2011 Nissan Leaf
Forget about the headlines and excitement around the impending delivery of the long-awaited Chevrolet Volt plug-in extended range hybrid and the Nissan Leaf plug-in EV, and the ever-increasing sales figures for the Toyota Prius, the best-selling hybrid on the planet. The researchers at J. D. Power and Associates say that future global demand for hybrid and battery electric vehicles may be "over-hyped."
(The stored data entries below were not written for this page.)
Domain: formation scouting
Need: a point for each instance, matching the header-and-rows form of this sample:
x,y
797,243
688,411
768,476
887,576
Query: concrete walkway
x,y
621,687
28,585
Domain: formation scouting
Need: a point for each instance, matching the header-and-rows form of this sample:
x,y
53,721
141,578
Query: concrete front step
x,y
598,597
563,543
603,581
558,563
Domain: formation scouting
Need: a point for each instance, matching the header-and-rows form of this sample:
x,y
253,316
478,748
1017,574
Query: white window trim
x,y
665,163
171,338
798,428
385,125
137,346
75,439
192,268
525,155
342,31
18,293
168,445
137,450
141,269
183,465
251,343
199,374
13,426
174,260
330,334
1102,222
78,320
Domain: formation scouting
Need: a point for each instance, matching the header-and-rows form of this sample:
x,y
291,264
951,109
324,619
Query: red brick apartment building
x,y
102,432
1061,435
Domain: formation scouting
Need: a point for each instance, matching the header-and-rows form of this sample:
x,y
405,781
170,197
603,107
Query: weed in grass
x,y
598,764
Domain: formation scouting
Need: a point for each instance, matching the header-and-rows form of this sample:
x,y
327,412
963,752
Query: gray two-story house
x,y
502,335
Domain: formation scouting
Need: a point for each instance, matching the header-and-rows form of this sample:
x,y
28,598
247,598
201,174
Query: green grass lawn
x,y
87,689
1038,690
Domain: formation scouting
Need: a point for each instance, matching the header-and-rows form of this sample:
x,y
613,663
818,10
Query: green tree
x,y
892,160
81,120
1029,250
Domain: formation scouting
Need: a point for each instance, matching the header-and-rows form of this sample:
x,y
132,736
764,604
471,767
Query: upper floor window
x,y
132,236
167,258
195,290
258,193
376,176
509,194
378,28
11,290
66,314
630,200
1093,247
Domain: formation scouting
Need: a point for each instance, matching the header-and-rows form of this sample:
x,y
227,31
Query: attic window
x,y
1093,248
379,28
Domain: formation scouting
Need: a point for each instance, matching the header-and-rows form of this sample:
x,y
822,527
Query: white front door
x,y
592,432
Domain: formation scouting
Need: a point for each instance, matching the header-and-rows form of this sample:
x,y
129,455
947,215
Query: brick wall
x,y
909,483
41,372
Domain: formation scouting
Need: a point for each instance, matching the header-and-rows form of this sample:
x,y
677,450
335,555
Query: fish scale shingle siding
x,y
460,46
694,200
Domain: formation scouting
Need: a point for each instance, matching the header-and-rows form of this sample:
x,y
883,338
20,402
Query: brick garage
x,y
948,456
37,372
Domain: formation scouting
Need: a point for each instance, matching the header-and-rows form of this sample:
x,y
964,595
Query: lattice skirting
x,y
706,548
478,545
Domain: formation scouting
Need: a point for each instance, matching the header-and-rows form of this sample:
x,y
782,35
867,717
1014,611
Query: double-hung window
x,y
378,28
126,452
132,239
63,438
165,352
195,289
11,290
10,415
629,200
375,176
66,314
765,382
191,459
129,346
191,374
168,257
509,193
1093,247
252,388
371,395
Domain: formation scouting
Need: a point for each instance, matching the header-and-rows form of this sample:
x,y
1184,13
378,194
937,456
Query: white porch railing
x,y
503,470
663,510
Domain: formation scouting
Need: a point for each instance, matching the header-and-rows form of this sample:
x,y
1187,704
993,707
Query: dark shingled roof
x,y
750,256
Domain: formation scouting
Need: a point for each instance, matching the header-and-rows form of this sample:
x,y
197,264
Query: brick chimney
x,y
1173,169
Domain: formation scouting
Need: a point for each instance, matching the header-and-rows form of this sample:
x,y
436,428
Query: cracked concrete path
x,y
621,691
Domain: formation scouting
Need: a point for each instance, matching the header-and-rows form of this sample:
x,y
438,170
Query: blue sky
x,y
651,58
Their "Drive Green 2020" report predicts green vehicle sales will remain in the single digits because of a variety of concerns we buyers have with the new technology. These include:
- we want to be green, and are interested in buying green vehicles, but don't want to pay the extra price
- prices won't come down until sales volumes increase, or until government incentives -- federal, state and local -- off-set the price premium
- we remain concerned about hybrid and electric technology, especially battery life and the cost and environmental issues of replacing a spent hybrid or electric car battery
- we buyers are not sure about the resale value of an alt-powered vehicle because of the other concerns
- we aren't in love with the look or overall power and performance of alt-powered vehicles
- we suffer "range anxiety", or the fear of running out of battery power between charges
Of course, the J. D. Power prediction of continued single-digit sales, and our concerns about price and performance, all go right out the window if and when gas prices go back to $4 a gallon.